Things are pretty dead around my neighborhood right now because college is still on winter break. I’m hoping to get involved in at least the NonTrad Student group, since as a nearly-30-year-old with an MA going back for an AA, I am the very definition of non-traditional.
I also maybe needed this break to get myself some distance from the nausea of chapter 28. Chapter 30 is actually a pretty hopeful and uplifting chapter, but pairing it with the image of God that 28 gave, it’s hard to buy its claims of that God really loves Israel and will bring them back. Taking delight in causing someone else suffering bars you from getting to say you love them*.
But then again, given how it interrupts the flow of the discourse, my NOAB suspects this was yet another addition, one that was trying – maybe futilely – to tone down the extremely negative imagery of the previous chapters. There’s reassurance. Things will turn around, things will be even better than they were before!
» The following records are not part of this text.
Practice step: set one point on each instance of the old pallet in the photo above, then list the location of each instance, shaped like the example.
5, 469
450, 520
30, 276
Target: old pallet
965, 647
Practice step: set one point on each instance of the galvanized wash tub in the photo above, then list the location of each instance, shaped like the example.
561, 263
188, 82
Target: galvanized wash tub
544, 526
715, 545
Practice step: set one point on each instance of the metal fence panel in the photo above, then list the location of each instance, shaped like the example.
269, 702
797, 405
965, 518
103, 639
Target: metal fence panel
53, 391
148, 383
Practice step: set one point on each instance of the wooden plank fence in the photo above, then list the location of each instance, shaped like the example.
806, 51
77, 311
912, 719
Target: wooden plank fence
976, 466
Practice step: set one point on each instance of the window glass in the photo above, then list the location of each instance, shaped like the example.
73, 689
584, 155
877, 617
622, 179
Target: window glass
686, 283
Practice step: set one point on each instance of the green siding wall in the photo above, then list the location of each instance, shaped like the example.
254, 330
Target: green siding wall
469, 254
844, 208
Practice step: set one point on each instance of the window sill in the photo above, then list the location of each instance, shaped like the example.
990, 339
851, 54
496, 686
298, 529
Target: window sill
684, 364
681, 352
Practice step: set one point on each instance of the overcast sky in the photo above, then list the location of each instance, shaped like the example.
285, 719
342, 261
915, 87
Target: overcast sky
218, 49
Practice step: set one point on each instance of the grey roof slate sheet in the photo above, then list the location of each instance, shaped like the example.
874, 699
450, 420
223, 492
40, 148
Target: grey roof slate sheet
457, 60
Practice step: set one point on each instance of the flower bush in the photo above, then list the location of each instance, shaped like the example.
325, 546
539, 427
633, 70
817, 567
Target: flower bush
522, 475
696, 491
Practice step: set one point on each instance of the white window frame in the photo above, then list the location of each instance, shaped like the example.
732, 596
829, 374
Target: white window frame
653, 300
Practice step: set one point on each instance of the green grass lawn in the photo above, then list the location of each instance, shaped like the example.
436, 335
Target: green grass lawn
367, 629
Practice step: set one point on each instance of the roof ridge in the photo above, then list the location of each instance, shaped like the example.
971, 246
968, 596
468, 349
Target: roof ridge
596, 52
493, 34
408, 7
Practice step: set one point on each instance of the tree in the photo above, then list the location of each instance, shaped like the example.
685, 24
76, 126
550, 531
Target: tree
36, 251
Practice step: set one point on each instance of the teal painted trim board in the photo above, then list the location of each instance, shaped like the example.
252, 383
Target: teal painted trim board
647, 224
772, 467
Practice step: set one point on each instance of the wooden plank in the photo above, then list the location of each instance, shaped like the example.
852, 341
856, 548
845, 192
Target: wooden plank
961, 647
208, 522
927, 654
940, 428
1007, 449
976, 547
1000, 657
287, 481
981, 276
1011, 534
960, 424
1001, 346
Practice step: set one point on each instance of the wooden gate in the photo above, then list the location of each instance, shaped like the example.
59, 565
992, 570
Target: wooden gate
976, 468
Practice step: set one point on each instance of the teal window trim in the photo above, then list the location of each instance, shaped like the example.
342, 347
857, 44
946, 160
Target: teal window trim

And again, that’s lovely… if their punishment had been a matter of God leaving them to the natural consequences of their actions, as opposed to God initiating the torments in the first place. When preceded by chapters 28-29, God sounds more like the narrator of “Love the Way You Lie,” oscillating between threatening and conciliatory tones.
Which isn’t to say that, divorced from this image of God-as-Abuser, there aren’t some fantastic turns of phrases in this chapter: “The Lord your God will circumcise your heart and the heart of your descendants, so that you will love the Lord your God with all your heart and with all your soul, in order that you may live,” (v 6) for example, which seems to acknowledge that there is something left undone that God needs to do in order for people to love him. There’s a touch of grace in that, of God reaching out to take the first step, of divine intervention making good possible.
Unfortunately it’s followed immediately in the next verse by God promising to put these curses on their enemies after they repent… the same enemies that were agents of God’s curse in the first place.
You know, when Buddhists faced the quandary of who could perform the punishments mandated in Buddhist hells without being deserving of torment themselves for their cruelty, they resolved it by making the tormenters illusory, part of the environment, simulacra rather than sentient beings. You can’t use real people to inflict a punishment on people and then punish them for inflicting that punishment. It’s an endless cycle that nobody could get out of.
And that’s sort of what I’m getting out of these chapters of Deuteronomy, that this is all very bad theodicy, but that it seemed perfectly reasonable, somehow, to the author. It’s still perfectly reasonable to some people today – the Westboro Baptists, whose church is literally six minutes from where I live, are perfectly willing to believe that God used Muslim terrorists to punish America, while also sending those same terrorists to hell. Whether the Deuteronomist would appreciate being lumped in with the likes of Fred Phelps, I don’t know.
What I do know is this – when I got my first Bible, I didn’t initially start reading it from the start. That was later. The first thing I did was open it to the middle.
The first book I ever read in the Bible, all the way through, was Job.
That’s colored my reading of everything in the Bible. I can’t read these chapters in Deuteronomy and not hear Job decrying his so-called friends for their “advice.” The formula that the good are rewarded and the bad are punished is a vile one, a self-perpetuating one, whether within the span of a lifetime (as in the Bible) or over multiple lifetimes (karma). But at least within Indian religion, the system is seen as an evil, something you want to escape from. Too many who read the Bible see it as a good, even when the Bible itself, in books like Job, rejects the model.
I don’t have much else to say. This is the end of this discourse, and Moses starts up a different topic next chapter, so hopefully I can wash my hands of this monstrous theology, at least for a little while.
The Japanese: oiyaru “to drive away” (v 1), hotokosu “to administer” (v 6), hakugai suru “to persecute, to oppress” (v 7), han’ei “prosperity” (v 9), oyobanai “unattainable” (v 12), sengen suru “to declare” (v 18), masashiku “certainly, surely” (v 20).
*BDSM relationships are a little different… if your partner wants you to make them suffer and enjoys it, and part of what you enjoy is that they enjoy it, that’s a whole different story. The friend I have who’s into kink is also an adorably doting husband, so I’m well aware that not all “sadists” are abusers.